Ketentuan kedua ini begitu jelas, dalam Al-Qur’an Allah memerintahkannya, yaitu:
قُلْ اِنْ كُنْتُمْ تُحِبُّوْنَ اللّٰهَ فَاتَّبِعُوْنِيْ يُحْبِبْكُمُ اللّٰهُ وَيَغْفِرْ لَكُمْ ذُنُوْبَكُمْ ۗ وَاللّٰهُ غَفُوْرٌ رَّحِيْمٌ
Artinya: “Katakanlah (Nabi Muhammad), ‘Jika kamu mencintai Allah, ikutilah aku, niscaya Allah akan mencintaimu dan mengampuni dosa-dosamu.’ Allah Maha Pengampun lagi Maha Penyayang” (QS. Ali ‘Imran: 31)
Mengikuti jejak langkah yang dipraktikkan oleh Rasulullah, menunjukkan sebagai upaya menjadi bagian darinya. Berusaha menjadi bagian Rasulullah artinya berusaha untuk mendekatkan diri kepada Allah SWT. Begitupun sebaliknya, tidak mengikuti Rasulullah artinya tidak ingin menjadi bagian darinya, dan tentu juga ingin menjauh dari Allah. Naudzubillah.
Penjelasan tersebut mengingatkan kita pada kisah yang terjadi beberapa abad yang lalu, tepatnya ketika peristiwa perang Khandaq, yaitu pengakuan Rasulullah pada sahabat Salman al-Farisi yang dinyatakan sebagai keluarganya. Dalam hadisnya, secara jelas Rasulullah bersabda:
سلمان منا أهل البيت
Artinya: “Salman merupakan bagian dari kita, sebagai keluarga.” (Imam Suyuthi, Jam’ul Jawami’, juz 1, h. 1334)

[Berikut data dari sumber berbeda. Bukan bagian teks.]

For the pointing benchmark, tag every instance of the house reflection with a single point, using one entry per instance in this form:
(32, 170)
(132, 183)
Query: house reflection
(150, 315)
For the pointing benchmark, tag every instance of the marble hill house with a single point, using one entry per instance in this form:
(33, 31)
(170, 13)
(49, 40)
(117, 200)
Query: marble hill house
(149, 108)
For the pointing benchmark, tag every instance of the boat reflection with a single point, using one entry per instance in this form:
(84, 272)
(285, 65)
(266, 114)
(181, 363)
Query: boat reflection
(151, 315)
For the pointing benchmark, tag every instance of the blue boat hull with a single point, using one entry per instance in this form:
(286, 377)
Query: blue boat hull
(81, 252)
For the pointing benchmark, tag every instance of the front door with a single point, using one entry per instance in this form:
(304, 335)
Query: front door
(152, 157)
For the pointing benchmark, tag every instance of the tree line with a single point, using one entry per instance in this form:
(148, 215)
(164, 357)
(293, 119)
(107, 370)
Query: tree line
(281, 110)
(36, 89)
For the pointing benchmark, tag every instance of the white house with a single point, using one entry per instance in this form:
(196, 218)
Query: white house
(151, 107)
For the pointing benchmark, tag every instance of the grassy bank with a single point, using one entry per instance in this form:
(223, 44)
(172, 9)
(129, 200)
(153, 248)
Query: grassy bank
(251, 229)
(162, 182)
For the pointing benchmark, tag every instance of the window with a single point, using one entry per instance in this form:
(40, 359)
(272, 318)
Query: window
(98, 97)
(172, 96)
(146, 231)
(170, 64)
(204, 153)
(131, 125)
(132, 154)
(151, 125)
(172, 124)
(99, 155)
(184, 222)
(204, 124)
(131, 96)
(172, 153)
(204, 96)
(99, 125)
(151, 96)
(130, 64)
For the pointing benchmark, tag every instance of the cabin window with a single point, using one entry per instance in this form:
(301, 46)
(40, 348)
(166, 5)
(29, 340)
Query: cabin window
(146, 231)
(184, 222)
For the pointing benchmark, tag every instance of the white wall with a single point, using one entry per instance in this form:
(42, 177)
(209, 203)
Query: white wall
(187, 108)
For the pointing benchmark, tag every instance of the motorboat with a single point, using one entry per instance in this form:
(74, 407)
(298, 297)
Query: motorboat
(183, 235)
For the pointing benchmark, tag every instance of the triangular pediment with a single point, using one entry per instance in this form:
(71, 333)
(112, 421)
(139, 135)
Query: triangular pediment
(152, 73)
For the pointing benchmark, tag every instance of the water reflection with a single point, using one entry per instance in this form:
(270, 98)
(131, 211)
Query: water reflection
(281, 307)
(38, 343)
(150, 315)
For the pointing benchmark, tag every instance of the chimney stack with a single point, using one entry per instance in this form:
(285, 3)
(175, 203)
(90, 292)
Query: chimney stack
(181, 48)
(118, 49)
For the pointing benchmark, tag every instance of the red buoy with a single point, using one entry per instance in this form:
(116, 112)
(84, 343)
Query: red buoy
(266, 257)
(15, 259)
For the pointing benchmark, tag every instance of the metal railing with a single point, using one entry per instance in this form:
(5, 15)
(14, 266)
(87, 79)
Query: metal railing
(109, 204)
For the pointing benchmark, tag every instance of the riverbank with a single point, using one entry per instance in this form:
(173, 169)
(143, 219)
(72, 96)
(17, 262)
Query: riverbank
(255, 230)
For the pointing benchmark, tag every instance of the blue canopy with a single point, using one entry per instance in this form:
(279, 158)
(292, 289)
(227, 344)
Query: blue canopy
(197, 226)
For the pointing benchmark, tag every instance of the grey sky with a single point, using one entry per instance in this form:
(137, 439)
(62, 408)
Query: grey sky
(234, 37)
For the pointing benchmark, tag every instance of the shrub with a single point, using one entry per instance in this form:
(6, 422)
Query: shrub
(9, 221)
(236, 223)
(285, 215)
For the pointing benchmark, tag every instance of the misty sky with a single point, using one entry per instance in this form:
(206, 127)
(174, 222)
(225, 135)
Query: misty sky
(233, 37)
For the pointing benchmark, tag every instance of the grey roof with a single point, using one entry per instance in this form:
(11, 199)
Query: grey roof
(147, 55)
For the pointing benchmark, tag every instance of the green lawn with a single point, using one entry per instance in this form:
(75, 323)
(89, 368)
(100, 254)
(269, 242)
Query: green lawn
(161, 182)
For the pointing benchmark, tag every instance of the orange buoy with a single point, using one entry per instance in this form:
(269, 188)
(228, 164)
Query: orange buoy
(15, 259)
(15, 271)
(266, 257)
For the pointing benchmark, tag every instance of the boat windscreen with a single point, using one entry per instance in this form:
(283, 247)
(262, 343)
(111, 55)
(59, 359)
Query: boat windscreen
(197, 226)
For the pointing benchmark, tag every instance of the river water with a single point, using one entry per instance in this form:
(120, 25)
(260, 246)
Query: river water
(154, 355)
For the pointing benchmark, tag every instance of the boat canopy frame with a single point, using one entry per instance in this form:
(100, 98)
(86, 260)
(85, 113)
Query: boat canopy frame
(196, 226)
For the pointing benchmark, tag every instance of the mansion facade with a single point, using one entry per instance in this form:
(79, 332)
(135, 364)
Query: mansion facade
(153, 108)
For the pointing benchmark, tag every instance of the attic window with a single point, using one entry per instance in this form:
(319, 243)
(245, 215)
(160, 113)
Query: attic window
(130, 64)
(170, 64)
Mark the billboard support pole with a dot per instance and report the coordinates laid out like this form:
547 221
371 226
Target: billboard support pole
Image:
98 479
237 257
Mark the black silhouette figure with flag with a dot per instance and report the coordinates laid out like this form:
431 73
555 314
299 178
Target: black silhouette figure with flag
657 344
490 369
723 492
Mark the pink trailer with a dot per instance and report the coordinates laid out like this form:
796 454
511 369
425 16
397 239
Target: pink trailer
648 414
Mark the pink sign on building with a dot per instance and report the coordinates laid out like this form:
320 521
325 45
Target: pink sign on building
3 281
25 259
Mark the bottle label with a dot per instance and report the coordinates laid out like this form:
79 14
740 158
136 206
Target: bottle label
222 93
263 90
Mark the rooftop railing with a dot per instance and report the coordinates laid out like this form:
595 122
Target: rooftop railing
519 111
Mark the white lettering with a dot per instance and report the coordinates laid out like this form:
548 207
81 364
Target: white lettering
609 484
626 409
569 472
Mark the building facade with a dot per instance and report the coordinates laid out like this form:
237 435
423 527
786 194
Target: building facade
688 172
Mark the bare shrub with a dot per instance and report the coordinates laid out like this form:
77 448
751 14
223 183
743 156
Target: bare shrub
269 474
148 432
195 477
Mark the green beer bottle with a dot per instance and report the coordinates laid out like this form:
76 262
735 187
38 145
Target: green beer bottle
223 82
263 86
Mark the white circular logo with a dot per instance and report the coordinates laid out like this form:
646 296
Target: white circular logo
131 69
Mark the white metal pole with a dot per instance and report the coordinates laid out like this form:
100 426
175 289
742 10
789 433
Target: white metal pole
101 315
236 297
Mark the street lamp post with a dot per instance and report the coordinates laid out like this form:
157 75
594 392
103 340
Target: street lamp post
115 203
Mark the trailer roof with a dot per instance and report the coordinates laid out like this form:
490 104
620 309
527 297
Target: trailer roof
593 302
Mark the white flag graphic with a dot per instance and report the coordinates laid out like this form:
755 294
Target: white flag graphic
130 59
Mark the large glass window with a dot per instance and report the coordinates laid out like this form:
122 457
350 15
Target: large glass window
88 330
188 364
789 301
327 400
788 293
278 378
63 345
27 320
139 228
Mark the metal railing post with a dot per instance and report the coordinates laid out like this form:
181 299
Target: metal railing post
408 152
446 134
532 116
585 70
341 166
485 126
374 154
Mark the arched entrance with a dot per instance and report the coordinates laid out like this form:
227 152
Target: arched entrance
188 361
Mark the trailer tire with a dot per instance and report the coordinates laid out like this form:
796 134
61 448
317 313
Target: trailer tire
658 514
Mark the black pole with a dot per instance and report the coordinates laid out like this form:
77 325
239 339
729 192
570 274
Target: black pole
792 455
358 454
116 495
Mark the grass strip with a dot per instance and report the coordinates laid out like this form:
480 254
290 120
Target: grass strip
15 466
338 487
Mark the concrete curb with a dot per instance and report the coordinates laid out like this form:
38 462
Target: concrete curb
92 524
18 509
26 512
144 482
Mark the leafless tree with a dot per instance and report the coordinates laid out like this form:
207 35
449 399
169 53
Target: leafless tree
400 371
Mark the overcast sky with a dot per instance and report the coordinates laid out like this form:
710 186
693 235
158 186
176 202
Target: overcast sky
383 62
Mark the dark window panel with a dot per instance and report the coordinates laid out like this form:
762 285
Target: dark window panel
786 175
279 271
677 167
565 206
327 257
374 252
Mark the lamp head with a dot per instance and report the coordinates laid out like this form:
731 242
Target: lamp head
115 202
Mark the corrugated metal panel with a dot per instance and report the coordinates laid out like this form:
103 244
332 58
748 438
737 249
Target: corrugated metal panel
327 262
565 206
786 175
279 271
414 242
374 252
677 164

Sebagaimana diketahui, sahabat Salman bukanlah keturunan Rasulullah, bahkan tidak termasuk dari golongan suku Quraisy. Ia hanyalah pendatang dari kota Persia untuk masuk Islam. Betapapun demikian, sikap tunduk patuh dan mengikuti semua tingkah laku Rasulullah menjadikan orang Persia itu bagian darinya, bahkan dianggap sebagai keluarganya.
Jika tunduk patuh dalam mengikuti langkah Rasulullah bisa dianggap sebagai bagian darinya, tentu mereka yang tidak mengikuti tidak bisa dianggap sebagai bagiannya. Hal ini tergambar secara jelas dalam kisah Nabi Nuh ‘alaihissalam, ketika menganggap anaknya sebagai bagian darinya. Lantas, Allah berfirman kepadanya:
Artinya: “Dia (Allah) berfirman, ‘Wahai Nuh! Sesungguhnya dia bukanlah termasuk keluargamu, karena perbuatannya sungguh tidak baik.” (QS. Hud: 46).